MK Putuskan Parpol Tanpa Kursi di DPRD Bisa Usung Calon Kepala Daerah
Ahmad Jaelani, telisik indonesia
Selasa, 20 Agustus 2024
0 dilihat
MK mengabulkan sebagian gugatan yang diajukan Partai Buruh dan Partai Gelora terhadap UU Pilkada. Foto: Repro antaranews.com
" Keputusan Mahkamah Konstitusi (MK) yang membolehkan partai politik tanpa kursi di DPRD untuk mengusung calon kepala daerah menjadi titik balik signifikan dalam dinamika politik di Indonesia "

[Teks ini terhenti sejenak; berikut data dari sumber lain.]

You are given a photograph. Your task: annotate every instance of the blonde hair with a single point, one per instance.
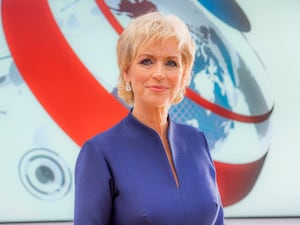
(144, 31)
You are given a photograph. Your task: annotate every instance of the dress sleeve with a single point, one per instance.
(220, 215)
(93, 192)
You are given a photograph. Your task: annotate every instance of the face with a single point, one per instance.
(156, 75)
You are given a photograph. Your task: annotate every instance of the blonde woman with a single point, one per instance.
(148, 169)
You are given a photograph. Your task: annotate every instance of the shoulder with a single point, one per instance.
(188, 131)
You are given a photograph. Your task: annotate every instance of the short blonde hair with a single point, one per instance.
(144, 31)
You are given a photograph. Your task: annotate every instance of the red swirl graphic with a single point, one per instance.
(53, 72)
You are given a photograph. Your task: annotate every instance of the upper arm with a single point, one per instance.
(93, 196)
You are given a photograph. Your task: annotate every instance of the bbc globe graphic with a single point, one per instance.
(65, 65)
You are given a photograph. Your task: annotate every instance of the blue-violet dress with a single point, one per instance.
(123, 177)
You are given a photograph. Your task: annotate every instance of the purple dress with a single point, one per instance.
(123, 177)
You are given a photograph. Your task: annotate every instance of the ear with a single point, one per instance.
(125, 74)
(183, 79)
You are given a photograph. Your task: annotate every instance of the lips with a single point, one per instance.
(157, 88)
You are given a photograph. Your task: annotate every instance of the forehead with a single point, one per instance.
(167, 47)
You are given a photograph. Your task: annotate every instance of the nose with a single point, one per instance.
(159, 72)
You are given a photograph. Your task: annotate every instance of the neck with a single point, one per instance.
(156, 119)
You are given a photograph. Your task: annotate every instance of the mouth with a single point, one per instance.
(157, 88)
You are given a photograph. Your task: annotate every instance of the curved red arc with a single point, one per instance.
(225, 112)
(189, 92)
(53, 72)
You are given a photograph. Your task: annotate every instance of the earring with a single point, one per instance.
(127, 87)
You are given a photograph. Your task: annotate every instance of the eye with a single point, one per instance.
(146, 62)
(171, 63)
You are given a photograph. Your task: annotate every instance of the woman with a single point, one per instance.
(148, 169)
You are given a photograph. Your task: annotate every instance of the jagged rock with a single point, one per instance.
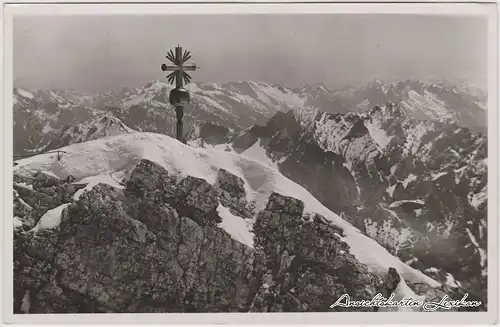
(155, 247)
(231, 183)
(232, 194)
(47, 180)
(109, 260)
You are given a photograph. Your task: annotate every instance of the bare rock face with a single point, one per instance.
(155, 246)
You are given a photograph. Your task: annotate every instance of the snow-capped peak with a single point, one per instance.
(123, 152)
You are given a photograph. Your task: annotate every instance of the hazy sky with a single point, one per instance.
(96, 53)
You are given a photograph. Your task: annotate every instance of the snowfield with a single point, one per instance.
(114, 157)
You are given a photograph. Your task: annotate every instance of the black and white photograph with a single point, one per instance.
(251, 163)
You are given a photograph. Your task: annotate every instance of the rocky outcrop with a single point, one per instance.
(156, 246)
(34, 196)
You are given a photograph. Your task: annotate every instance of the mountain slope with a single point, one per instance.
(40, 115)
(211, 190)
(440, 100)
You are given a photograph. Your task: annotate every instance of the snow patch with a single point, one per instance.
(257, 152)
(25, 94)
(239, 228)
(409, 179)
(378, 134)
(51, 218)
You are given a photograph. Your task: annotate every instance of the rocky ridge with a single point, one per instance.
(156, 246)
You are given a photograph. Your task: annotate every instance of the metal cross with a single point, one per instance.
(179, 96)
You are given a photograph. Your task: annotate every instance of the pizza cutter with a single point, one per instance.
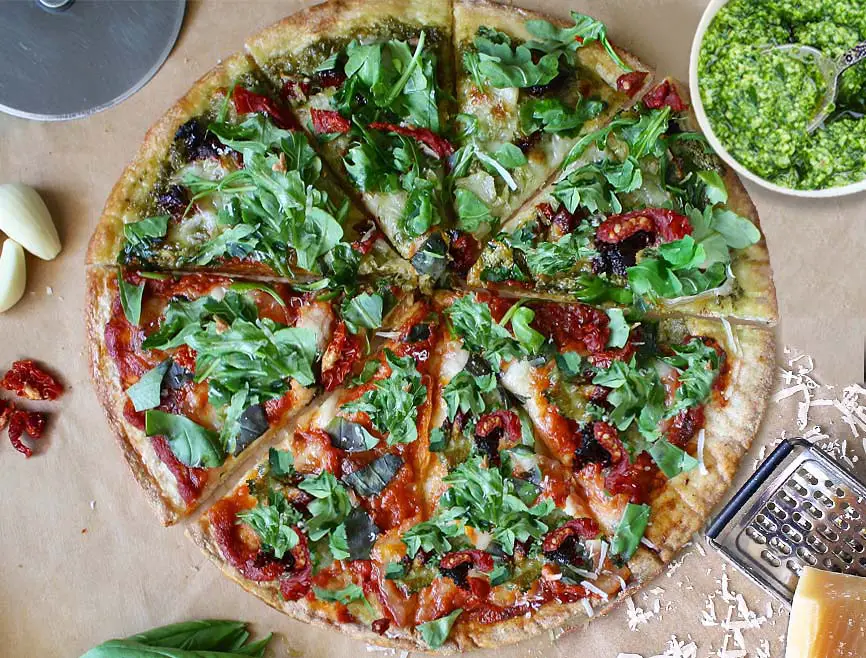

JAKARTA, TELISIK.ID - Keputusan Mahkamah Konstitusi (MK) yang membolehkan partai politik tanpa kursi di DPRD untuk mengusung calon kepala daerah menjadi titik balik signifikan dalam dinamika politik di Indonesia.
Putusan ini tidak hanya memberikan kesempatan bagi partai-partai kecil, tetapi juga menjadi angin segar bagi demokrasi, menciptakan peluang baru bagi kompetisi yang lebih inklusif dan dinamis dalam Pilkada 2024.
Mahkamah Konstitusi (MK) memutuskan untuk mengubah aturan mengenai pencalonan kepala daerah dalam Pilkada. Kini, partai politik atau gabungan partai politik yang tidak memiliki kursi di DPRD tetap diizinkan mengajukan calon kepala daerah.
Keputusan ini merupakan hasil dari permohonan yang diajukan oleh Partai Buruh dan Partai Gelora, yang kemudian dikabulkan sebagian oleh MK melalui putusan nomor 60/PUU-XXII/2024.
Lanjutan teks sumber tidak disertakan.